F.I.L.M. of the Week (February 18, 2016)

18 02 2016

The Overnighters“They’re sending people that have lots of problems, and they’re bringing those problems with us,” Donald Trump notoriously said about Mexican immigrants. “They’re bringing drugs. They’re bringing crime. They’re rapists. And some, I assume, are good people.” The rhetoric surrounding migrants and outsiders has reached a fever pitch of incivility and inhumanity (not to mention incorrectness) in America. The current war is being waged on two fronts – against Mexicans and other Hispanics in the south and against Syrian refugees in the east.
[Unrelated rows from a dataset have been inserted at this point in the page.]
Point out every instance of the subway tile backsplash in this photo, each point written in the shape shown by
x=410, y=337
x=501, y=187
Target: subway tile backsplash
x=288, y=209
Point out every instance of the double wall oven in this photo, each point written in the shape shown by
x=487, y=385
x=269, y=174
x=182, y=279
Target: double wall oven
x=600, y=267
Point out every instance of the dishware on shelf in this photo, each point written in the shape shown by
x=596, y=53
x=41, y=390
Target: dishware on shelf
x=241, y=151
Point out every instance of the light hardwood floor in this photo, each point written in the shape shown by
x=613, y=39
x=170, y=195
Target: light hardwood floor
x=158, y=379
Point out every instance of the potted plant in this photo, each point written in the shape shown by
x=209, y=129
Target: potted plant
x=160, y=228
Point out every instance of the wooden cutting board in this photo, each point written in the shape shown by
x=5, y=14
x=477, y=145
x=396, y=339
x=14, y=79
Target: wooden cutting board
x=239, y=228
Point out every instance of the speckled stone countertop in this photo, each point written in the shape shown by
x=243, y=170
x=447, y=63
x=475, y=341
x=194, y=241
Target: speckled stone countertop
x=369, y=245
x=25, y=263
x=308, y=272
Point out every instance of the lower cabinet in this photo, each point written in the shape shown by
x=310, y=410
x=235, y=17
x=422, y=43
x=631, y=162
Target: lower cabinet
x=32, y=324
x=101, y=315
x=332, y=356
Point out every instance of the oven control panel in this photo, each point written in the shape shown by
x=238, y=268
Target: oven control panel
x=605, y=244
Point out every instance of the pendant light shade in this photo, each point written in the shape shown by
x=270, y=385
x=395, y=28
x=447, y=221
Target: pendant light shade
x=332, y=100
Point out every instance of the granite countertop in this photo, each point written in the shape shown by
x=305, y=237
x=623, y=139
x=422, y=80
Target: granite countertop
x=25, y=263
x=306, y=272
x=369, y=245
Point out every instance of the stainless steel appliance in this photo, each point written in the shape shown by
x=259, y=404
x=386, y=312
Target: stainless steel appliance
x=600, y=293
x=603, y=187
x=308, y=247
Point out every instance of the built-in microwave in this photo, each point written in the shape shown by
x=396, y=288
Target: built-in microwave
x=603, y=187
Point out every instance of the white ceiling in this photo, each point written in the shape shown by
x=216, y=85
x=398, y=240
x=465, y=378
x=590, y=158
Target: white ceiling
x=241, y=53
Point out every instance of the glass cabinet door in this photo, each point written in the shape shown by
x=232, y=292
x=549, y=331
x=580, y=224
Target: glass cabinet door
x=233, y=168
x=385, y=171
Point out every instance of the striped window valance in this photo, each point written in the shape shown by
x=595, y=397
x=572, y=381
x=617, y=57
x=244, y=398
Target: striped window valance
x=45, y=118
Jesse Moss’ gripping documentary “The Overnighters” exposes the hateful animus behind such vitriolic missives that are alarmingly becoming normalized in American culture. His document of the North Dakota oil boom and bust shows what we don’t talk about when we talk about migrants by showing how a small community reacts to an influx of out-of-state visitors. Moss captures the conversations about the urban poor stripped of racial coding and immigrants without religious intolerance.

The result is one of the most important works I have ever selected for “F.I.L.M. of the Week.” I truly cannot urge enough people to watch “The Overnighters.” (Hint: As of publication, it is currently available to stream on Netflix.)

The film is equal parts inspiring and disheartening. In an election season where people of faith will turn a blind eye to religious intolerance if a candidate professes loyalty to the Bible over the Constitution, Lutheran pastor Jay Rienke’s efforts to live out the core Christian message of loving thy neighbor take on an outsized level of importance. A great deal of down-and-out workers drive up to his state in search of paying work, only to find that such jobs have become unattainable. Rather than let them suffer, Reinke opens the doors of his church in Williston, North Dakota, to help house and support these men.

But, of course, many in his community choose not to see his charity as providing any help. Motivated by fear, they impugn his aid as promoting indigence and vagrancy. The people of the town prove extremely hesitant to provide any sort of hand to these defeated jobseekers, hoping that maybe these migrant workers will just leave so that Williston can maintain some semblance of “home” to them. Change that is not wholly positive for them is just not a change they are interested in making.

Reinke calls the migrant workers “a gift” while also acknowledging “a burden that comes along with it.” The back half of the film just becomes devastating to watch as that burden begins to subsume him. Rather than substantively debate what the community’s role should be in helping the helpless, the townspeople deploy small points and broad labels to divert attention away from addressing the real issues. (Sound familiar?) The betrayal of Williston and the fall from grace make for a literary-like American tragedy unfolding in real life. And anyone who watches “The Overnighters” ought to work their hardest to make sure that Moss’ film does not become an allegory for our nation as a whole in 2016.